Comparison with segmentation results of state-of-the-art models (images a, b and Malignant are from the First Affiliated Hospital of Shantou University, and images d, e, f and g are obtained from dataset B. Row a, b, c, d, e, f, and g presents the BUS image, the ground truth, the RDA-UNET-WGAN, RDAU-Net, Unet, Segnet, and FCN8s predicted segmentation maps respectively. Regions marked in purple represent the intersection of predicted segmentation and the ground truth, red represents the lesion area not predicted as lesion and blue represents the non-lesion regions classified as lesion by the model)

Table 3 Evaluation metric values for segmentation results from different models on the testing dataset (Combining the dataset from First Affiliated Hospital of Shantou University and Dataset B. Abbreviations used are: M-IOU Mean-intersection-over-union, DSC dice similarity coefficient, AUC area under the curve, PR-AUC Precision Recall AUC, ROC AUC-receiver operating characteristic AUC)
Fig. 9
figure 9

PR-curve and ROC (a and b are the PR-curve and ROC of the RDA-UNET-WGAN on the testing dataset. The AUC values for each are also mentioned. Abbreviations used are: PR Precision-Recall, ROC receiver operating characteristic and AUC area under the curve)

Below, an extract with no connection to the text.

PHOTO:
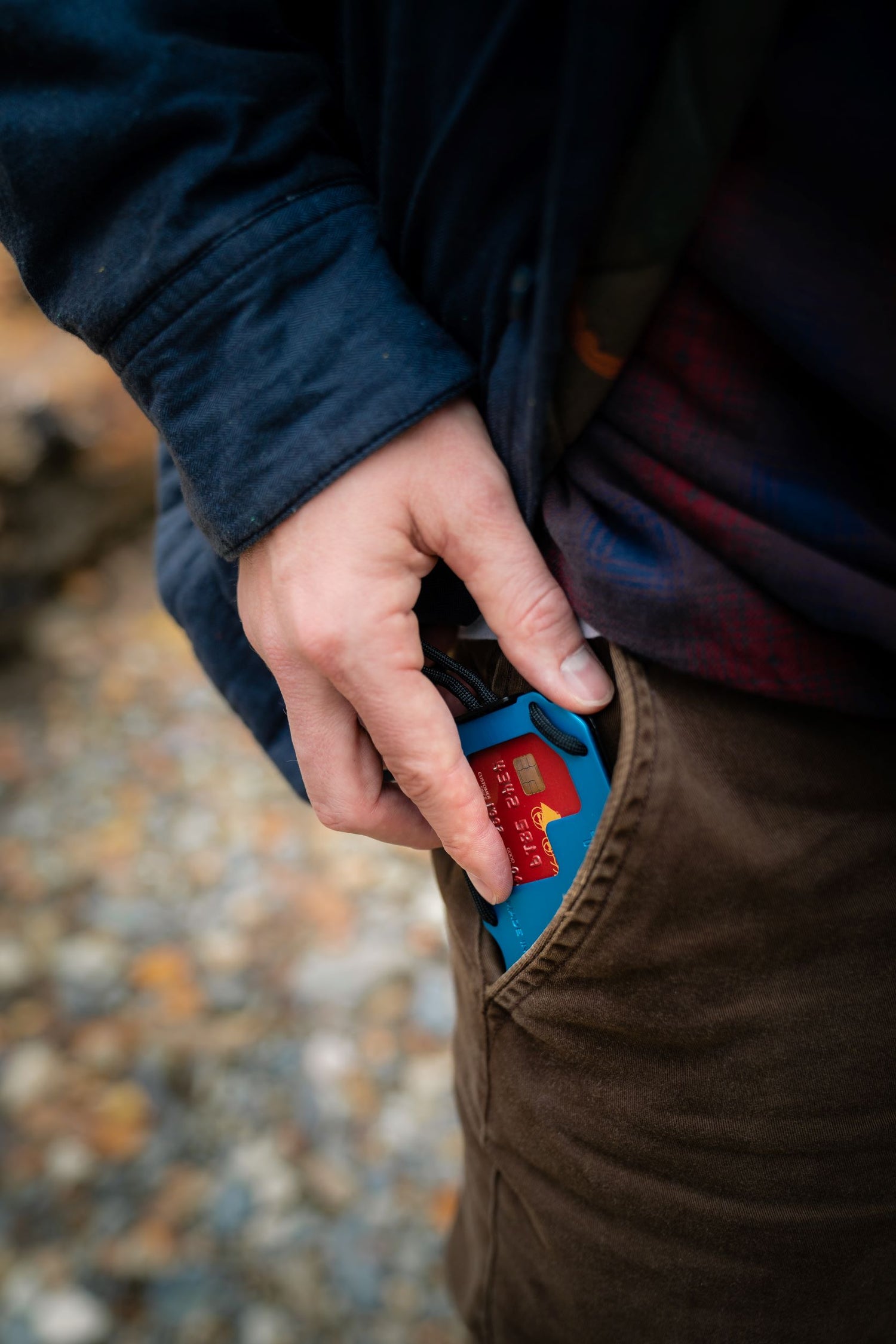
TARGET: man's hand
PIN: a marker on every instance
(328, 597)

Figure 7 presents the segmentation results on the test data set. For more intuitiveness, various regions are differentiated by colour on the BUS images to analyze the results as compared to the ground truths. It can be seen that the segmentation results are remarkably close to the ground standards. To further qualitatively appreciate the performance of the model, it has been compared with the segmentation results of FCN8s [3], Segnet [21], Unet [4] and RDA-U-net [9]. Figure 8 presents ground truths and the comparison between the segmentation results of these models with the proposed model. It can be clearly seen that the proposed models results are close to the gold standards. The over-segmentation compared to RDAU-net is reduced. Also, the results are smoother with good boundaries as compared to the other models. Segnet produces more generalized and rounded boundaries which are not very reliable. The U-Net fails at segmenting the least prominent tumor regions. FCN8s produces poor results are spiky and uneven edges.

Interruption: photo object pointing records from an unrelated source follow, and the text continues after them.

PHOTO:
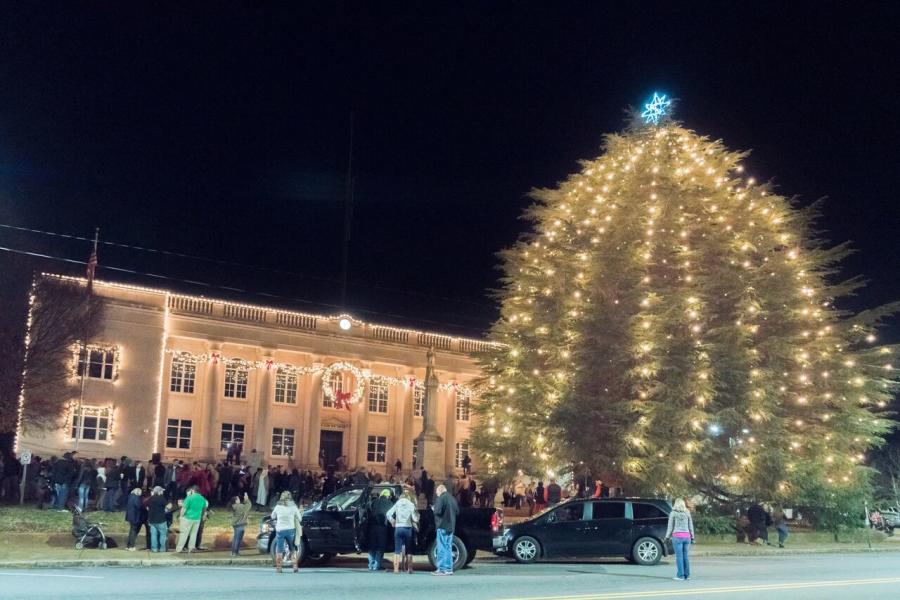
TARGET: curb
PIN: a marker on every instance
(264, 560)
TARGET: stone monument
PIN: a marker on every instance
(429, 443)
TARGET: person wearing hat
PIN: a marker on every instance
(285, 517)
(377, 530)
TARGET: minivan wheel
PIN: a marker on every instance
(526, 549)
(646, 551)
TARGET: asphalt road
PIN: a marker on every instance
(818, 577)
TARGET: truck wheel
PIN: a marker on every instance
(460, 554)
(646, 551)
(526, 549)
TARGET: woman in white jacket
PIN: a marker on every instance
(404, 516)
(681, 530)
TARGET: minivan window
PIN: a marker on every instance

For quantitative evaluation, the proposed model has been compared with results produced by FCN8s, Segnet, Unet and RDAU-net. The metrics specified in Sect. 2.3 have been used for evaluation. Table 3 presents the evaluation metric results on the test dataset (combining the dataset from First Affiliated Hospital of Shantou University and Dataset B) by the above models. The size of the testing dataset used is approximately 30% of the training dataset. In almost all the metrics, the proposed model outperforms the others. It can also be clearly seen that U-Net based architecture perform better than FCNs in segmentation tasks. Figure 9 presents the PR and ROC curve for the WGAN on the testing dataset.

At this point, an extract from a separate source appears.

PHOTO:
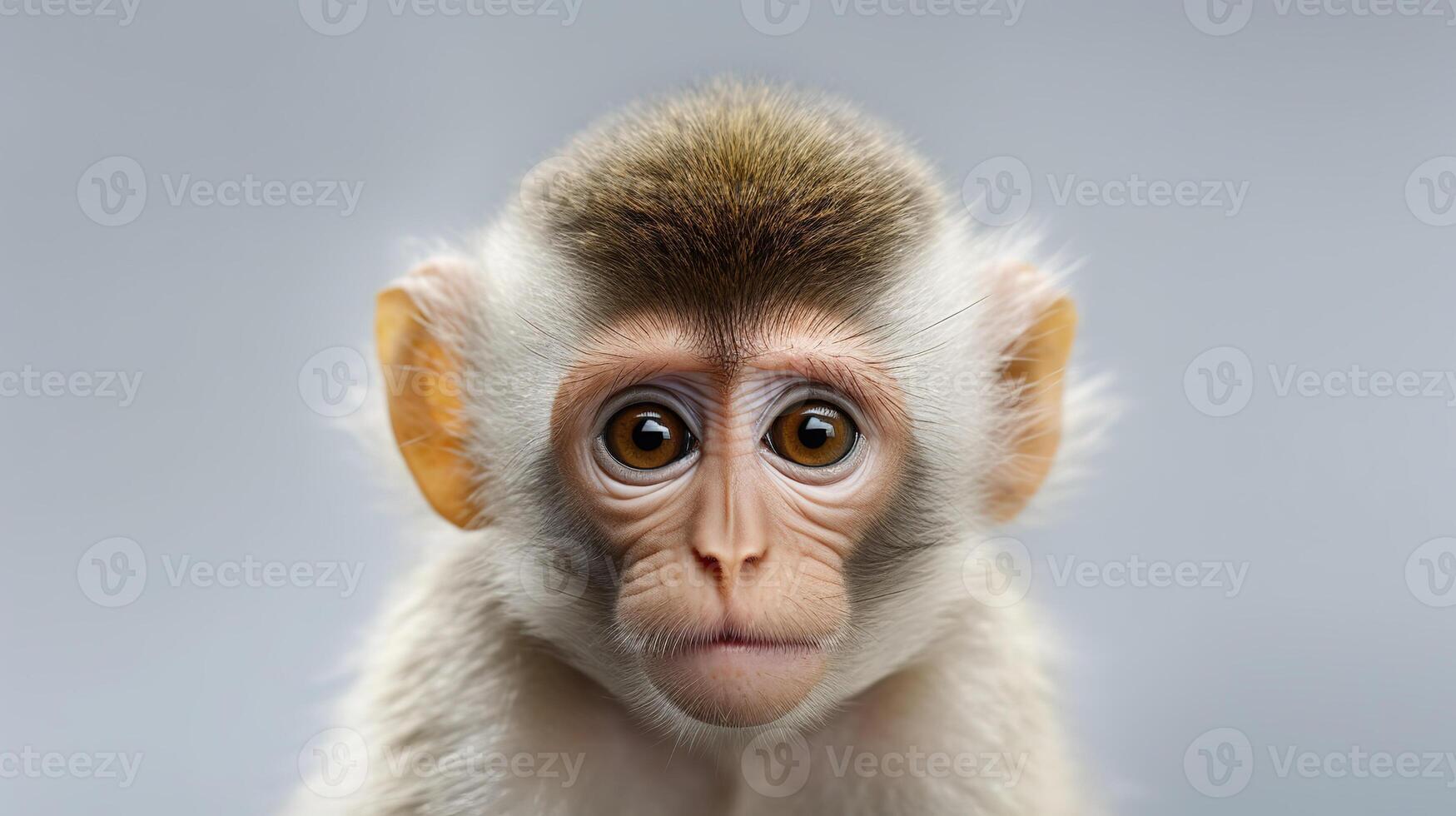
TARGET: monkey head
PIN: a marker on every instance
(748, 385)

From the segmentation results obtained and the comparisons, it is affirmed that the WGAN improves the segmentation results. This is perceived from both the qualitative and quantitative analysis.

4 Conclusion

GANs have been used extensively to generate fake data for several applications such as dataset creation and image editing. Recently, GANs have been utilized for image segmentation problems. Although GANs introduce the problem of non-convergence and diminishing gradient, they significantly improve the performance of segmentation tasks. With adversarial training and discriminator inputs, more clear and accurate segmentation results can be achieved. In this paper, we address tumor segmentation from Breast Ultrasound images. We propose a novel WGAN-based approach to this problem, and adversarial train the segmentation model to generate tumor masks close to the ground truth. The proposed model requires further optimisation to combat converging parameters after training. The proposed method outperforms other state of the art approaches in both qualitative and quantitative analysis. Using GANs improved the precision by 3–4%, Mean IOU by 6% and the dice score by 5%. The proposed model is highly sensitive to hyperparameter selections and can be further optimised to get even improved results. Experimenting the model with other medical imaging datasets and making the performance robust still remains as future work.